Progressive supranuclear palsy

Progressive supranuclear palsy is a condition characterized by progressive gait disorder, postural instability, ophtalmoplegia, rigidity, dysarthria, dysphagia, and cognitive disturbance (frontal region). It usually affects elderly patients. The prevalence in US is around 1.9/100.000.


The clinical presentation involves:

Supranuclear ophtalmoplegia
Postural instability and falls (stiff gait with extended trunk and tendency to fall backwards)
Parkinsonism (asymmetric, may respond partially to levodopa)
Sleep abnormalities
Frontal cognitive dysfunction (impaired abstract thought, verbal fluency, motor perseveration, behavioral disturbances)

The disease usually progresses faster than Parkinson`s disease.


In clinical practice, diagnosis is mostly based on clinical features. Often the postural instability appears before the ophtalmoplegia (that may take years to develop). In such cases, a clinical test can be done during physical examination by pulling the patient by the shoulder from behind and seeing if the is able to maintain his posture or if he staggers backward.

The definitive diagnosis is confirmed only by histopathological evidence (neuronal loss, gliosis, presence of tau-positive inclusions on the basal ganglia), although this is not done in clinical practice. A probable diagnosis does not need histopathological evidence.

The criteria for probable diagnosis of progressive supranuclear palsy includes:

  • Gradually progressive disorder
  • Onset at age >= 40
  • Vertical supranuclear palsy and prominent postural instability with falls in the first year of disease onset
  • No evidence of other disease that could explain the foregoing features, as indicated by mandatory exclusion criteria (e.g. recent history of encephalitis, hallucinations or delusions, alien limb syndrome, Alzheimer dementia, cerebellar symptoms, dysautonomia, severe asymmetric parkinsonism, Whipple disease, structural abnormality).

Neuroimaging may show generalized atrophy most pronounced in the midbrain and brainstem.

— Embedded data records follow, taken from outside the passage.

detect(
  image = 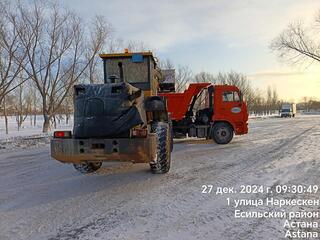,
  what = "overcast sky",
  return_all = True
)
[60,0,320,100]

The prominent atrophy of the midbrain with a preserved pons create a hummingbird sign also known as penguin silhouette sign.

Penguin silhouette. From:

Differential diagnosis include Parkinson`s disease, frontotemporal dementia, Lewy bodies disease, corticobasal degeneration, vascular parkinsonism, among others.


There is no treatment for PSP that changes the disease`s progression.

Occupational therapy and physical therapy may provide relief and prevent falls in some patients.

Symptomatic treatments such as eyedrops for dry eyes and amantadine or botox injections for focal dystonia and drooling may be useful.


  1. Rajput A, Rajput A. Progressive Supranuclear Palsy. Drugs Aging 2001; 18 (12): 913-925.
  2. Rehman HU. Progressive supranuclear palsy. Postgrad Med J 2000;76:333–336.
  3. Tawana K, Ramsden DB. Progressive supranuclear palsy. Mol Pathol. 2001 Dec; 54(6): 427–434.
  4. Litvan I. Progressive Supranuclear Palsy. Current Clinical Neurology: Atypical Parkinsonian Disorders Edited by: I. Litvan © Humana Press Inc., Totowa, NJ.